João De Almeida Santos. Obrigado, caríssima Professora. É o meu testemunho e não só o de um confinado. Na errância, marcada pelo destino, um dia bateram-me à porta… e eu abri. Sim, foi ao entardecer. Fiquei a meditar nesse encontro e, no dia seguinte, acordei com uma manhã luminosa e o som da vida que despontava a chegar-me como sinfonia, como hino à vida. Ainda hoje não sei se foi um sonho ou se aconteceu de verdade. Mas tudo mudou na minha vida. Foi como se aprendesse a levitar, a viver um pouco acima do chão que pisamos. Todos os sentidos se afinaram, tornando-me mais permeáveis aos aromas da vida. Comecei a ver cores que nunca vira e a despertar para uma nova forma de linguagem a que muitos chamam poesia. Cesário e Pessoa, sim, dois gigantes da poesia. Convivo regularmente com eles. O Cesário, ainda por cima ilustrado por um Amigo que admirava, o João Vieira. As cores, como ele trabalhava as cores! E um ser humano extraordinário. Se já o admirava, quando me ofereceram o Livro ilustrado pelo João ainda me afeiçoei mais a esse extraordinário poeta. O Pessoa, grande em tudo o que escreveu. Curiosamente, depois de ter escrito a primeira versão do próximo poema (Provavelmente o título será “Quase” e a ilustração “Desejo”), lembrei-me precisamente do Alberto Caeiro e tenho estado a relê-lo em função da minha proposta para Domingo. Depois se verá o resultado final. Gosto da ideia de “contenção emotiva”, uma espécie de ponto de equilíbrio atingido pela poesia quando o poeta converte a emoção em palavras. As palavras suspendem o irracional da emoção porque o capturam para lhe dar forma, sem o anular, antes, para o conservar, projectando-o no tempo e expondo-o à sensibilidade dos leitores. É uma espécie de segunda vida da emoção. Emoção partilhada como beleza oferecida. Um grande abraço 😔.

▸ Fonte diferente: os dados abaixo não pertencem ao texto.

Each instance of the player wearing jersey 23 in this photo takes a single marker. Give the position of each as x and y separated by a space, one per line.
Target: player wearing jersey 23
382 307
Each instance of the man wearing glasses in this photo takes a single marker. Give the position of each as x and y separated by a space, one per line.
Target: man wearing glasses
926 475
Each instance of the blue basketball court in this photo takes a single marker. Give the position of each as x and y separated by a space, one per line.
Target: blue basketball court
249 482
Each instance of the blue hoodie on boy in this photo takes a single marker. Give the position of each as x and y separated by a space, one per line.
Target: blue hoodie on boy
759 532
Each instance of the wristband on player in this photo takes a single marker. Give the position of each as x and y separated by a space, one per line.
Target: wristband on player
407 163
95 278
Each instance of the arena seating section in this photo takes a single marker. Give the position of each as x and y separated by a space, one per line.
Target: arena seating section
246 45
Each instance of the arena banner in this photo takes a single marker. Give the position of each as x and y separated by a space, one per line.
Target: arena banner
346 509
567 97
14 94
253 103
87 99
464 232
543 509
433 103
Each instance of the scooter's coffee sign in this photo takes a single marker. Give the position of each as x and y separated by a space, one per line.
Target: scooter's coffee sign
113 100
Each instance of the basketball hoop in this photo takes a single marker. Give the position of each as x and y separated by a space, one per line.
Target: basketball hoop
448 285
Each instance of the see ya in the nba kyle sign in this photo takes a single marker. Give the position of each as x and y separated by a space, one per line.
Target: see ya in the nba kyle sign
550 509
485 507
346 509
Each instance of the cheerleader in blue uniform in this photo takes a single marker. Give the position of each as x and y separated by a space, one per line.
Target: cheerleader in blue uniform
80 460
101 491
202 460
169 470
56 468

Post Scriptum à Resposta à professora Maria Neves – Alberto Caeiro Caeiro: “O que penso eu do mundo? / Sei lá o que penso do mundo? / Se eu adoecesse pensaria nisso”. Aqui está. Foi o que eu pensei. E, de repente, decidi ir ao meu baú das memórias, recordar o momento em que renasci. Na verdade, estou sempre a renascer. Mas para isso é preciso um parto e uma mãe… Numa palavra, aninho-me.